- February 2, 2016
- Posted by: admin
- Categories: News Bosnia and Herzegovina, SEE News
Višnja Marilović is an accountant in Sarajevo. Her days have a certain rhythm. But the rhythm became arrhythmia the day her boss asked her to file an invoice for 160 beds … kind of an eye-catching number for a small sports center. Unless he was planning on building the world’s biggest blanket fort, something was fishy. Marilović had a rather strong suspicion that her supervisor was furnishing his newly bought hotel with public funds.
She denounced him and thought her part was done, they moved on. Unfortunately, no. She says she experienced months of death threats, was fired, had a bodyguard and had to tell her children they couldn’t play alone in the street.
That’s when she first heard the word: whistle-blower. “I didn’t even know what it meant at the time,” she says laughing. “I thought it was maybe an insult.”
Perhaps. But what may have been an insult then is now anything but. You would think most countries in Europe, especially the Western, wealthier ones, would have legislation to protect whistle-blowers like Marilović. You’d be wrong. In fact, only one country on the continent — and it’s not France, Germany, Spain or the U.K. — has such a protection-before-trial mechanism. Guess who’s leading a revolution to change all that? It starts with a B.
Being a whistle-blower is no joke in Bosnia — three years ago another whistle-blower there was killed with a car bomb.
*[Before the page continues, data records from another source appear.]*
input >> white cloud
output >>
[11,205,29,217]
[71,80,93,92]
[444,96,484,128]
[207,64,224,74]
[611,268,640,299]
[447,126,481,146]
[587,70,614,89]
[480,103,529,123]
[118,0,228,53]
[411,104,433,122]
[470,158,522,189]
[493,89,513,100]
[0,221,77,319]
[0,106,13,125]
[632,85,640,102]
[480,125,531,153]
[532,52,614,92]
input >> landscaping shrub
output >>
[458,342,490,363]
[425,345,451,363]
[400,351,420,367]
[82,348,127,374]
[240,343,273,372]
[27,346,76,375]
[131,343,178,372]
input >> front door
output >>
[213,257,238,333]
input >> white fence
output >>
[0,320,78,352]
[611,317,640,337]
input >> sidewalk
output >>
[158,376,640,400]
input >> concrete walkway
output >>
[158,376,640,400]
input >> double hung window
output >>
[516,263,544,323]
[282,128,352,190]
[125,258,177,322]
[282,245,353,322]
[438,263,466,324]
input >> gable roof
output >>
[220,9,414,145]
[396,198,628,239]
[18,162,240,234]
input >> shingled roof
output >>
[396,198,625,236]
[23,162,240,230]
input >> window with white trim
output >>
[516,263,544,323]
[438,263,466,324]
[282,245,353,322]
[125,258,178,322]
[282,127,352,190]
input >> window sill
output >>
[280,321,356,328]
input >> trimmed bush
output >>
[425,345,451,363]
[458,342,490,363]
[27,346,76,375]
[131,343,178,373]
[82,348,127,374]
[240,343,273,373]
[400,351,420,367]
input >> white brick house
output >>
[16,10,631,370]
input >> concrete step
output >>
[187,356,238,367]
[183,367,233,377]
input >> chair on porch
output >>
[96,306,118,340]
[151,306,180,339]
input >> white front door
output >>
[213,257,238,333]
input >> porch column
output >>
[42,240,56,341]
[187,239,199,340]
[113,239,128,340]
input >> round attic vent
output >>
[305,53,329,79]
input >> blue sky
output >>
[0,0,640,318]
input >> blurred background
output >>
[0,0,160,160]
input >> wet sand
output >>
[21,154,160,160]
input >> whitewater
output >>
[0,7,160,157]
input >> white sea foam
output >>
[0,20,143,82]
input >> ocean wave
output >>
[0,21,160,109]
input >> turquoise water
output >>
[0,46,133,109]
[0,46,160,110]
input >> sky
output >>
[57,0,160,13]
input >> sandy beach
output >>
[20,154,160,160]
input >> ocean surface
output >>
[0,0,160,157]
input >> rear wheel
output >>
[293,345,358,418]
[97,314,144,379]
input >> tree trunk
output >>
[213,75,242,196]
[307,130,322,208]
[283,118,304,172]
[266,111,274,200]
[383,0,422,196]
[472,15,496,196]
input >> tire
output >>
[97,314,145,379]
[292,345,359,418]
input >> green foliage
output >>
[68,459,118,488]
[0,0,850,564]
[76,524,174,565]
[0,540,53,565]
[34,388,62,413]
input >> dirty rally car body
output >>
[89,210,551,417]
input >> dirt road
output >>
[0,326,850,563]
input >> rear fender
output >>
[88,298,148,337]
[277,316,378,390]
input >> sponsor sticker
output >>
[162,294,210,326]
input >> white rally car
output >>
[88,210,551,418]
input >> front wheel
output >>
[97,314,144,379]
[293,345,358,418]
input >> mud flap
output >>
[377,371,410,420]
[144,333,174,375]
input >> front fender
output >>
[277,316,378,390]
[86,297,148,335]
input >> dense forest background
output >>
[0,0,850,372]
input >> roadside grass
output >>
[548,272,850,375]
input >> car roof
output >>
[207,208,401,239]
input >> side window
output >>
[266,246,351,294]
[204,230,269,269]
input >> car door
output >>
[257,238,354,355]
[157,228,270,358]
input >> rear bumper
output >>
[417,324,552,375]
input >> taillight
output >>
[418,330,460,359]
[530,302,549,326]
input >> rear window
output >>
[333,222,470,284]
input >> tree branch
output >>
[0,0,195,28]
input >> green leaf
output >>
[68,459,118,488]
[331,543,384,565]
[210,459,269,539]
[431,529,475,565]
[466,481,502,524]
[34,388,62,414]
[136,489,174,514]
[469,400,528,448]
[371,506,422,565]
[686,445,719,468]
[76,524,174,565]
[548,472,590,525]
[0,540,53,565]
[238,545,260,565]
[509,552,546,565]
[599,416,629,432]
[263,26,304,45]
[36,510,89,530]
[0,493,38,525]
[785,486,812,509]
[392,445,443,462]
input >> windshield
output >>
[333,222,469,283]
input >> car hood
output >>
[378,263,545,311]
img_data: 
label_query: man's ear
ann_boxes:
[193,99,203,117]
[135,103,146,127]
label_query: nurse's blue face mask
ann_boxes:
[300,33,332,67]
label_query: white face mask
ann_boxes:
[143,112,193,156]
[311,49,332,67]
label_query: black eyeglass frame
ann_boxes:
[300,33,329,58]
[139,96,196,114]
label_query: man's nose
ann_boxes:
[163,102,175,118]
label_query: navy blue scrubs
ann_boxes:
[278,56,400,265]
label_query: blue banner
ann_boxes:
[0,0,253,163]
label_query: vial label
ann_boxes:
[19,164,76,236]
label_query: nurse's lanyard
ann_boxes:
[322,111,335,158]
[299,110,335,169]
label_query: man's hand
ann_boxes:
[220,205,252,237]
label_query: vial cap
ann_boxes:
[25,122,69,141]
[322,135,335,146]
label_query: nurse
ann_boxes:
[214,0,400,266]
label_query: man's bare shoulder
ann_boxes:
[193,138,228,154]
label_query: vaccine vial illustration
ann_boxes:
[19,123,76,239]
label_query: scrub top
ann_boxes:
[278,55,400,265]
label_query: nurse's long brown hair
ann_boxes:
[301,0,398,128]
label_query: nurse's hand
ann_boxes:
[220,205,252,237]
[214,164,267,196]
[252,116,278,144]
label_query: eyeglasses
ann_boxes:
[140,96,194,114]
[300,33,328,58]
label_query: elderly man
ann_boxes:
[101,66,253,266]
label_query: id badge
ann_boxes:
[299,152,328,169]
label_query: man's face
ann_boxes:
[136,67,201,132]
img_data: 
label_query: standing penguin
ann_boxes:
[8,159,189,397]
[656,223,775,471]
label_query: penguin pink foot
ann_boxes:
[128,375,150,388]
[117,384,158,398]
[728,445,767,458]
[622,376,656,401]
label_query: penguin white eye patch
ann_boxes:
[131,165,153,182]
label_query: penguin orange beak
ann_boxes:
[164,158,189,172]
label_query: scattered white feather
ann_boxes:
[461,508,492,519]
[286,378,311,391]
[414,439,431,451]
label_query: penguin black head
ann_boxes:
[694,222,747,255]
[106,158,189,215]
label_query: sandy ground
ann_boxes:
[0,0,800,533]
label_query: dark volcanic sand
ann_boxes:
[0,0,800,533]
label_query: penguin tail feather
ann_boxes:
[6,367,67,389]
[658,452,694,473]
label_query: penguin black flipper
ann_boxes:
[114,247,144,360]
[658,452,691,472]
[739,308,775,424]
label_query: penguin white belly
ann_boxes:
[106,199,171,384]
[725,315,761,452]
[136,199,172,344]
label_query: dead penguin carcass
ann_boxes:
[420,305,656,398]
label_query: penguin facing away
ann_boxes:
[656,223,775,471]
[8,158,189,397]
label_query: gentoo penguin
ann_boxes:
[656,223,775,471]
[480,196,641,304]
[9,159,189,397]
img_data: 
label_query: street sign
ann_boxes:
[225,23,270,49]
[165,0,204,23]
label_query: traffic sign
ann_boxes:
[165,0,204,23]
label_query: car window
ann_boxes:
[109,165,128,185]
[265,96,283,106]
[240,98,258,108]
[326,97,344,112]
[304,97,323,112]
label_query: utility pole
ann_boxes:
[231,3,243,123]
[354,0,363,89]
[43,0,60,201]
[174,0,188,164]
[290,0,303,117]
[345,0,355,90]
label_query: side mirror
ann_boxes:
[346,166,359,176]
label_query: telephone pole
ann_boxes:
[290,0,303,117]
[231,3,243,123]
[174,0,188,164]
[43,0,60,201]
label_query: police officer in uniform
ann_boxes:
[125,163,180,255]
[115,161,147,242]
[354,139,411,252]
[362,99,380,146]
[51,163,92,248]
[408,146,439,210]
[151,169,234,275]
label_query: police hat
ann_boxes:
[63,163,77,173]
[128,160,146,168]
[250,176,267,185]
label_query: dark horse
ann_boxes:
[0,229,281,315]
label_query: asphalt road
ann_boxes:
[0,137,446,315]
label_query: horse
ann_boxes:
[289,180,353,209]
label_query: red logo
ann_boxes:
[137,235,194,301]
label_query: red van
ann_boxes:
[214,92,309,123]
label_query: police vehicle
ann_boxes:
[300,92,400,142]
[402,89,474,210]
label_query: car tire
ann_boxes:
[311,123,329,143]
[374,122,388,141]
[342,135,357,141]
As of January of last year, the Bosnian government protects people who denounce corruption. This law means whistle-blowers have the right to come forward with information, the right to keep their jobs when they do and the right to get police protection before a judge assesses their claims. The last point “is a major step forward, because whistle-blowers often spend years in court before they get any support,” explains Mark Worth, manager of the International Whistleblower Project at Blueprint for Free Speech, an Australian nonprofit. Being a whistle-blower is no joke in Bosnia — three years ago another whistle-blower there was killed with a car bomb. Marilović is now helping to head the movement inside her country, and the Balkans at large, by helping pass further groundbreaking whistle-blowing-protection laws.
Given the high levels of public corruption in the Balkans (the region ranks 48th in the index of transparency in the world), it seems almost ironic that Bosnians are the ones standing behind whistle-blowers. Yet it is precisely where there is the least accountability that whistle-blowers are needed the most. According to USAID, corruption costs Bosnia one billion dollars every year. That’s a price its stagnant economy (growing at about 1 percent yearly) simply can’t afford. Bosnia is also in a rush to prove itself worthy of joining the European Union; showing progress on the transparency front will give the nation significant brownie points.
The Bosnian law has already seen its first success case: Danko Bogdanović, the chief of customs of a small town who reported corruption within the Indirect Tax Authority, leading to the arrest of 50 people. But it was far from an easy process. While the law guarantees that whistle-blowers keep their jobs, the man was “suspended” for two years before being put back on the payroll. “It was ‘mission impossible,’ but we made it,” remembers Marilović who now works for the Center for Responsible Democracy LUNA, a pro–whistle-blower NGO, and has co-founded a private consultancy to help public and private actors implement their own transparency policies. So far, two cities in Bosnia have already built their own whistle-blowing schemes. And the Ministry of Defense is working closely with them on how to best implement the law within its ranks.
The next step: a few amendments that will tighten the deadlines for protection and reinstatement (one month tops) and the first drafts of the state-level bill. Meanwhile, other countries in the region are following in Bosnia’s footsteps. Montenegro and Serbia have both since passed whistle-blowing laws, and similar texts are being drafted in Albania and Bulgaria. “The Balkans are truly leading the way for the rest of Europe,” says Worth.
To be sure, not all public authorities are thrilled at the thought of promoting a culture of denunciation. In a country with an official unemployment rate of 46 percent (it’s around 25 percent in Greece and 10 percent in France), public institutions are the largest providers of jobs. And the current law works only at a federal level, meaning that private companies and state-level institutions still need their own particular policies. This is why Stephen Kohn, supervising attorney at the National Whistleblower Legal Defense and Education Fund, says the Bosnian law is missing something crucial: monetary incentives. “You need to give people a good reason to do something that will inevitably tear their lives apart,” he says.
Sitting in a café in the outskirts of Sarajevo, Bojan Bajić says that incentives would be great, “but the law would have never passed with them.” The former journalist and left-wing politician, who has since become the country’s most prominent whistle-blower advocate knows that change will be slow-going. “Of course, many powerful people won’t want to implement the law,” he says with a cheeky smile, “but if we keep talking about it, they will have no choice.”
And if this war-torn, corruption-riddled, financially struggling nation can pull off robust whistle-blower protection, what’s Germany’s excuse?